Saturday, December 4, 1999

FIRST AMENDMENT (c. 1999).

FIRST AMENDMENT (c. 1999).
(From The Dissenter’s Dictionary, 1999)

Bauer
     The Board Majority and its toadies--particularly Raghu P. Mathur, Cedric Sampson, and Armando Ruiz--have demonstrated a willingness to crack down on dissent and criticism with indifference to student and faculty rights. For instance, in April of ’98, Mathur sent a memo to faculty instructing them not to “speak in their classes about campus political matters.” At about that time, two mild-mannered IVC students organized a series of protests, which were designed to draw attention to Mathur and the Board Majority's misconduct and the specter of accrediting difficulties. The protests were entirely peaceful and civil; nevertheless, Mathur began to impose arbitrary and unreasonable restrictions on the protesters, and the students responded by taking the matter to federal court. Ultimately, this led to the adoption, in the Spring of 1999, of a "speech and advocacy" policy, evidently based on UCI's, that defined and limited student expression rights on campus.
     In the summer of 1999, Mathur cited the new policy to justify his order (carried out by Ruiz) that faculty permanently remove all signage from their office doors and windows--surfaces that, in many cases, had long been adorned with colorful anti-Mathurisms. OCN coverage of the resulting faculty outrage led the board to in effect rescind the order. In the meantime, students challenged the policy in court. In the Fall, Judge Collins issued a preliminary injunction on behalf of the students, ruling that several of the policy's key provisions were unconstitutional.
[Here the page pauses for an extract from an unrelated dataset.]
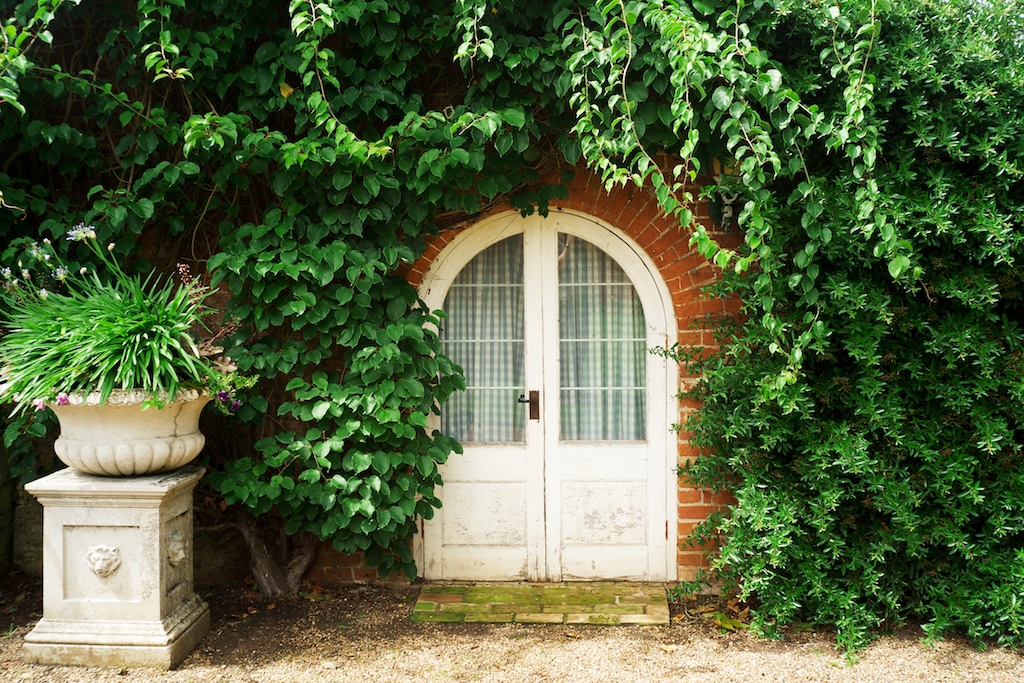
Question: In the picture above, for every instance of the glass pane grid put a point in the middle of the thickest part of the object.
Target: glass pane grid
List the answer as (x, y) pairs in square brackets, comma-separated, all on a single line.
[(602, 344), (484, 335)]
This did not prevent Mathur and Ruiz from attempting to enforce those provisions. During “Club Day” at IVC, upon being bullied by Armando Ruiz, a student cited the preliminary injunction, whereupon Ruiz barked, "I don't care what the court said!"
     IVC philosophy professor Roy Bauer had been one of the petitioners in the first Brown Act lawsuit (Bauer I) and was the sole petitioner of the second Brown Act lawsuit (Bauer II). Each was successful. Further, since the spring of '97, he had published various newsletters--evolving into The 'Vine and Dissent--that reported on board meetings, reprinted newspaper articles, and offered the opinions of various writers, all critical of the Board/union axis. Attempts by Mathur to harass Bauer failed to discourage Bauer's publication efforts, and so, in December of '98, the Chancellor sent Bauer a letter of reprimand--to be placed immediately in his personel file--alleging that he had authored elements in his published newsletters that violated district policies concerning discrimination and workplace violence. Sampson's interpretations of the newsletter elements took no notice of their satirical nature and were preposterous on their face. (For instance, a graphic metaphorically depicting Mathur's "violence" was interpreted as an expression of intent to do violence to Mathur.) No effort was made to determine whether Bauer was the author of all of the cited elements (he wasn't), and, in violation of the contract and board policy, the letter entered his file without warning and without providing Bauer an opportunity to respond to the charges.
Like the title says
     The Chancellor ordered Bauer to meet with him in December, at which time he asked no questions and simply outlined Bauer's alleged violations and, further, ordered him to seek counseling. At that meeting, Sampson asserted, preposterously, that Bauer's use of the phrase "Mr. Goo" to refer to Raghu P. Mathur was a clear reference to the racial epithet "gook." ("Mathur," said Sampson, "is an Asian." Mathur hails from India.) When asked what had inspired the letter's remark that the newsletters had created a hostile work environment for "Christians," Sampson said he "didn't know."
     Bauer responded with a lawsuit charging infringement of his constitutional rights. Soon, Judge Nora Manella, who, in court, characterised the counseling order as "Orwellian," issued a preliminary injunction on Bauer's behalf. Eventually, the case was taken over by Judge Feess, who, in the Fall of '99, awarded Bauer a summary judgment that reaffirmed Manella's ruling and went on to reject the district's "workplace violence" policy as unconstitutional on its face. (He judged that the "Discrimination" policy, also wielded against Bauer, though not unconstitutional on its face, was used for an "improper purpose," namely, to stifle dissent.) In his tentative ruling (later affirmed), Feess wrote: "The speech in question is core protected speech and there is no applicable First Amendment limitation that would permit the discipline to be imposed on Bauer...No reasonable person could have concluded that the written words of Bauer constituted a serious expression of an intent to harm or assault...Bauer was speaking out on matters [of] public interest, and his speech was a substantial (perhaps the only) motivating factor in the proposed discipline."
     In court, seeking to dissuade Feess from his ruling, the district's lawyer, Dave Larsen, noted that, owing to Bauer's newsletters, some participants are afraid to participate in district discourse because they're afraid they'll be criticized. Feess responded by saying that if people are silent because they fear criticism, then "so be it."
     On a 4-3 vote, the board decided to pursue an appeal. In the end, Sampson's ruthless attempt to silence Bauer could cost the district over $200,000.